Spéculation, spéculation… Bailey ne sera jamais inquiété. Il meurt en 1948 d’une pneumonie, un an après la mort de Betty.

Plus les années s’écoulent et plus les chances de dénicher le tueur du Dahlia Noir s’amenuisent. Ne reste que le mythe… 

Elizabeth Short s’est muée en créature de fiction, une muse qui alimente la face obscure du rêve américain : Jame Ellroy lui a dédié un roman, Brian de Palma l’a adaptée en film…  Elle est apparue dans la série American Horror Stories et s’est même incrustée dans l’univers du jeu vidéo avec Los Angeles Noire. 

Les images de son meurtre ont fait le tour du monde… Vous les trouvez en deux clics… 

A force de les examiner, j’avais occulté le plus important : la victime. Non pas le pantin déchiqueté que les fans de meurtre horrifique se plaisent à exhiber, mais la vraie, la bien vivante Elizabeth Short.

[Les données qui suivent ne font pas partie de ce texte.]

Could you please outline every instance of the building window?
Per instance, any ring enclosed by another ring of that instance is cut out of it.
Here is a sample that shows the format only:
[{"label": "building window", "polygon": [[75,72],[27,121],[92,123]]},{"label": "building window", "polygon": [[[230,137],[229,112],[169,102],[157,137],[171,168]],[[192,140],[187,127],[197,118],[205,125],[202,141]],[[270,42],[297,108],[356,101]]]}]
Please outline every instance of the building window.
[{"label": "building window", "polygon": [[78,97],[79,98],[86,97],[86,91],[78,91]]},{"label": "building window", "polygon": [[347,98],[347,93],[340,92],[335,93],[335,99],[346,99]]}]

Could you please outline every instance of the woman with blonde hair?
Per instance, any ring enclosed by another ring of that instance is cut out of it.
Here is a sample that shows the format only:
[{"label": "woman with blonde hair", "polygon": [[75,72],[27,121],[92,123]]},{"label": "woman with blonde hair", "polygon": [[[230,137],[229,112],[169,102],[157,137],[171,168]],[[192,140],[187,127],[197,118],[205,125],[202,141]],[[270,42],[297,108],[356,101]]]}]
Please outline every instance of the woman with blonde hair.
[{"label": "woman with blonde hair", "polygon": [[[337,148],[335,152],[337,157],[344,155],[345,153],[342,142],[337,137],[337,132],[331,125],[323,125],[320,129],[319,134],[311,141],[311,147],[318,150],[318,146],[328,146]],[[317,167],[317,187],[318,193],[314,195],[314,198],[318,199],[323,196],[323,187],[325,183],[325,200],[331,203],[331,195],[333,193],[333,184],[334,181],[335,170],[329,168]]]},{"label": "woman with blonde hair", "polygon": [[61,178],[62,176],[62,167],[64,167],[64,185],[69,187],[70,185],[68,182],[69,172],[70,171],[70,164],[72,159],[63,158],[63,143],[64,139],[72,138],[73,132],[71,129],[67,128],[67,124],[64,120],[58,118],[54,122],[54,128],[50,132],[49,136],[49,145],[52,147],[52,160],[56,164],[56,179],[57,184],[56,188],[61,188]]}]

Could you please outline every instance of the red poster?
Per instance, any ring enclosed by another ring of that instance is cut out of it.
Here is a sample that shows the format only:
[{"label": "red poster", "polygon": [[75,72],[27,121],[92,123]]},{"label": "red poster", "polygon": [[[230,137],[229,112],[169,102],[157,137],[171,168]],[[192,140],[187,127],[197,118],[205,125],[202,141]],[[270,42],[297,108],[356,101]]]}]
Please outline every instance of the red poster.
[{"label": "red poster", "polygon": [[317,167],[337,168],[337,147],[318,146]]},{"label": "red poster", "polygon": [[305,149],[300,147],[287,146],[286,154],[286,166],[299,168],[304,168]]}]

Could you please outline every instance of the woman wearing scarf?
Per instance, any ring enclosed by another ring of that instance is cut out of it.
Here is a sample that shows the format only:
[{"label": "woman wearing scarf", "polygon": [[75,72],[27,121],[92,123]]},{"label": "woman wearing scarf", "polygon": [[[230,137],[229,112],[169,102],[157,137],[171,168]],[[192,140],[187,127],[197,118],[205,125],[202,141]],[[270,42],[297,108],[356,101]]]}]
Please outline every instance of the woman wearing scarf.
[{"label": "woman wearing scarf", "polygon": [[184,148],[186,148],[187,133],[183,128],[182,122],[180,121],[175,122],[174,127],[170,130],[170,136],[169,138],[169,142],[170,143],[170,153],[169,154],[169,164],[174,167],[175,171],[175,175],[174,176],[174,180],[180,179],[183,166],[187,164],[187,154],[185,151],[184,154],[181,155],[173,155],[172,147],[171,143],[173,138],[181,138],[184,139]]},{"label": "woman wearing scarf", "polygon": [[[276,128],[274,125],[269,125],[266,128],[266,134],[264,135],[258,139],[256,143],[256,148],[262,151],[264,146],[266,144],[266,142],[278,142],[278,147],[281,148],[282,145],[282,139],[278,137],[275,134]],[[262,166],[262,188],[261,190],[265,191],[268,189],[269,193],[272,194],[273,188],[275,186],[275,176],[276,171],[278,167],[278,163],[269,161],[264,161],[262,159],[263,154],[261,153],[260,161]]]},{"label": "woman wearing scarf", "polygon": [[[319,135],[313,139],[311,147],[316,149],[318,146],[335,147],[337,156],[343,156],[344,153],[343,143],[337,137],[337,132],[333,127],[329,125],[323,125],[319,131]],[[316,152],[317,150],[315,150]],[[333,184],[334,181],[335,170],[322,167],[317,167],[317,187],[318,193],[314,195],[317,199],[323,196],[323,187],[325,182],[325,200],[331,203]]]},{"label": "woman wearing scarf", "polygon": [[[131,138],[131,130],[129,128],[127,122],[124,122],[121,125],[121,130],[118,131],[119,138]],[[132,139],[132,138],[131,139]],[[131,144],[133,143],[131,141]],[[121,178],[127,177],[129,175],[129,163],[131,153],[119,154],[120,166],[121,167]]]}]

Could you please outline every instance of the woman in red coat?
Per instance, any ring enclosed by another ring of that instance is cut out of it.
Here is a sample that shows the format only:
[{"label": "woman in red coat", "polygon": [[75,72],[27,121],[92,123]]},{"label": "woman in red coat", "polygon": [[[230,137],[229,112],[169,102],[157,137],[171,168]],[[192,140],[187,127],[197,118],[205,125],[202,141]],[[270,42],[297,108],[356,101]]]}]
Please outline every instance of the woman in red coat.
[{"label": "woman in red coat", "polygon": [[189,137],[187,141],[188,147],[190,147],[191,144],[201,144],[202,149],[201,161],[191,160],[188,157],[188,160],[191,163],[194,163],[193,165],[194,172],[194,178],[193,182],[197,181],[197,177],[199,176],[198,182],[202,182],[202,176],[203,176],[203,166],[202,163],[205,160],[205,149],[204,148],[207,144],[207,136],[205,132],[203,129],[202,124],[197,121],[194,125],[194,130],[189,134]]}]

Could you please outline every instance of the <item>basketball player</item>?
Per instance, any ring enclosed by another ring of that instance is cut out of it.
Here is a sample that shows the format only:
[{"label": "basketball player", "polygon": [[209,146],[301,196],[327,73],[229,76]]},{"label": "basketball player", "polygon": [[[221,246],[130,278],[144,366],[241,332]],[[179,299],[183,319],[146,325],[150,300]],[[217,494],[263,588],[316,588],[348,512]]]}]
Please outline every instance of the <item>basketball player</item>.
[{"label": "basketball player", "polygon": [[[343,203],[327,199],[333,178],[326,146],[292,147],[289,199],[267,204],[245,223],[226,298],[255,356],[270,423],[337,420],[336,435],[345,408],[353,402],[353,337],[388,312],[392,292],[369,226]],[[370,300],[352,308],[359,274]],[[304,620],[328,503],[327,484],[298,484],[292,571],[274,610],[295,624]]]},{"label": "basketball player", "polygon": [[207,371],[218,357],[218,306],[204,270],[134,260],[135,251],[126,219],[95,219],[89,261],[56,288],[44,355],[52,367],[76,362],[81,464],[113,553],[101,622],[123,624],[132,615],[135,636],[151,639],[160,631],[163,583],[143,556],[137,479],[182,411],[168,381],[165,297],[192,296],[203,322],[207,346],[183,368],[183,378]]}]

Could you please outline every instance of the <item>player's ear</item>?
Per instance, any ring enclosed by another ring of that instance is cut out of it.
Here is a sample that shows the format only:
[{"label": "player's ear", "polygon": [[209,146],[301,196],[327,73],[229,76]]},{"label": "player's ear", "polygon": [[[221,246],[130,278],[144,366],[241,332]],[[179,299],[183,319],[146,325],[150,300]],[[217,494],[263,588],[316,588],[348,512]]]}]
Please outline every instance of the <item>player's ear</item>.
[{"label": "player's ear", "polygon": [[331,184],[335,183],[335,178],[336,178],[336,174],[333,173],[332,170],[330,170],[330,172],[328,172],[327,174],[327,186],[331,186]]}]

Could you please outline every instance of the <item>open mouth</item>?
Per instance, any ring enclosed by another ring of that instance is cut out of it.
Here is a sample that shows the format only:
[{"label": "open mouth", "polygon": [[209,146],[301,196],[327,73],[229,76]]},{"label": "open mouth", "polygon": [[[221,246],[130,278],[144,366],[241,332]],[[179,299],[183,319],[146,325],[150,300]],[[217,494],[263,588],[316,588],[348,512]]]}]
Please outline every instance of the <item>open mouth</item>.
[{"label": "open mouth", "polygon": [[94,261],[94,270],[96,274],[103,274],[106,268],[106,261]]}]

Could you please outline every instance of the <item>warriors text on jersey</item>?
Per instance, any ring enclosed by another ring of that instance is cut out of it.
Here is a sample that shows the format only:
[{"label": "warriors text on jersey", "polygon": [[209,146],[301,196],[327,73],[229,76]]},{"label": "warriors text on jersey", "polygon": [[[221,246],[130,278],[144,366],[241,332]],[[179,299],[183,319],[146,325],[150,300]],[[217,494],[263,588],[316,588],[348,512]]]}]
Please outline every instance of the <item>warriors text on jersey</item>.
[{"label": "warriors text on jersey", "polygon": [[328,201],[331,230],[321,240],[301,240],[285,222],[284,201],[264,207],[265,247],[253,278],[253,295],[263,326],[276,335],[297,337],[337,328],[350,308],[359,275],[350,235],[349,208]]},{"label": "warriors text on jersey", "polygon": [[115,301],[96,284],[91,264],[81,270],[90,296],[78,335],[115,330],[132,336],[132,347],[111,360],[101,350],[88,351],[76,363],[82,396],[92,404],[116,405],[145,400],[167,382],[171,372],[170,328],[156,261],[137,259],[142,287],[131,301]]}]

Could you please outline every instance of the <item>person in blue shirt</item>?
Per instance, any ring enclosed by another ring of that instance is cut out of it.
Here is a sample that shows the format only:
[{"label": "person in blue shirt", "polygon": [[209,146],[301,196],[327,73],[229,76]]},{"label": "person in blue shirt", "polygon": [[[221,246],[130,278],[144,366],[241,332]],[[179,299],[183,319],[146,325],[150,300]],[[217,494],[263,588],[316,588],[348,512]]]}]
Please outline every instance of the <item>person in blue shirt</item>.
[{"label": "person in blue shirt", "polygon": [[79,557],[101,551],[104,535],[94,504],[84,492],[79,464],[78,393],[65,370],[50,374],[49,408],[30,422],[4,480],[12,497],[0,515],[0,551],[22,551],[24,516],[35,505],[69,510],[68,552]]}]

Betty pour ses proches.

Il existe d’autres photos d’elle : un après-midi sur une plage de Miami avec son amie Marge, une autre où elle tient la main de son fiancé… Les Traces d’un bonheur révolu. On la disait douce et fragile, une éternelle rêveuse aspirant à plus grand qu’elle … mais après quoi soupirait-elle le plus ? Son fiancé ? Ce père si peu connu ? Les paillettes d’Hollywood ?

Le Dahlia Noir…comme un vieux secret de famille enfoui dans le placard de l’Amérique.